10/06/2021 Thinking Outside the Box   Leave a comment

Thinking outside the box is a rarity these days. Some people do it automatically in everything they do and are called, weird, odd, strange and a host of other not so nice descriptions. Unfortunately the great majority of people that are truly out-there are artists and creative types. In order to create something that people will pay attention to you must be out-there. I’ve been lucky enough to be labeled out-there since I was seven or eight years old by my parents and friends alike. That to me has always been a badge of honor and always will be.

People continuously use the word weird for those of us who are strange, little off center, or just plain different in our way of thinking.

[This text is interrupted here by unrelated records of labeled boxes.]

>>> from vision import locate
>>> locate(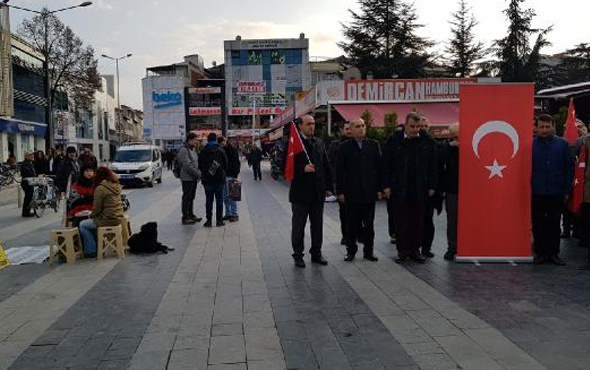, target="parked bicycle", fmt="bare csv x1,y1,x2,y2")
24,176,59,218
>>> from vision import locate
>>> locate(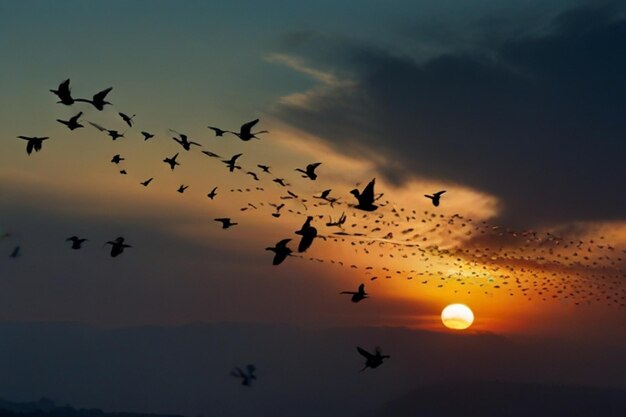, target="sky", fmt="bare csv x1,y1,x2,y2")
0,0,626,413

I’ve been called much worse by many people over the years due to my unusual approach to the art I create. I understand that some people are offended by that description but I never was. I’m a firm believer that if you walk by any of my projects and didn’t stop for a second look, I wasn’t getting the job done.

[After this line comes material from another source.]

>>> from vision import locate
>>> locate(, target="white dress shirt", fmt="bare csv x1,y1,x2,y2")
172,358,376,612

Many years ago I created a piece called “Death Penalty”, and it was displayed in a museum art show. To my great surprise it actually won an Honorable Mention award from the judges. I created a miniature electric chair with all the bells and whistles of a real one. It sat upon a base covered in a collage of death penalty photos and newspaper articles which made quite the graphic statement about the death penalty, both pro and con.

I stood on a raised stage nearby drinking coffee and watching the main floor of the exhibit. People were milling around but I was more interested in those looking at my piece. It drew quite a crowd and a lot of discussions were occurring. I mingled among the crowd anonymously listening to comments and the numerous and varied conversations. The consensus of opinion was that the artist was a little weird and totally off-the-wall. I was absolutely thrilled. That meant even more to me than the Honorable Mention award. I was later approached by the father of a young Goth girl who attempted to buy the chair for her Christmas present. I didn’t have the heart to sell it and I kept that chair for many years before it eventually fell apart during one of my many moves. I’ve always had a hard time selling my art after putting so much effort into producing it. It’s like losing a child.

Now let’s drop back few decades to my days in college. I was inspired by a fellow student after being requested to do some sort of display that would sell a fictional product. This was a commercial art class and a required subject which I truly detested. I thought it was too blatantly commercial and I complained to everyone. A fellow student on the day of the final review took me aside and said “your taking this stuff way too seriously”. He took me into another room and under a sheet on the table showed me his final project. He’d set up a place-setting with a knife, fork, spoon, lacy napkins, and a half filled bottle of Coke. Directly behind the place-setting was a a faux campfire. Over this fire he’d placed a headless baby doll on a spit. He spray painted the doll with a reddish paint to make it look roasted. I was a little shocked at first until he uncovered the last part of his project. He pulled the the sheet away to show me a large, round, red, Coca-Cola sign. It simply stated “Things Go Better With Coke”. I was blown away and thrilled to have met someone who was truly out-there. All these years later I still remember him, the piece, and the attitude it took to make it. I also remember that he got an “A” on the project and I didn’t. I’m carrying on his philosophy as best I can to this day.

If you’re a creative type and I hope you are, don’t let people put you in a box. It’s been my experience that the further out-of-the-box you can take yourself the better your work will be. There are way too many people spending way too much time being critical of virtually everything. To be an artist, poet, or writer is to put your creations “out there” for public viewing. It’s the most rewarding risk you can take.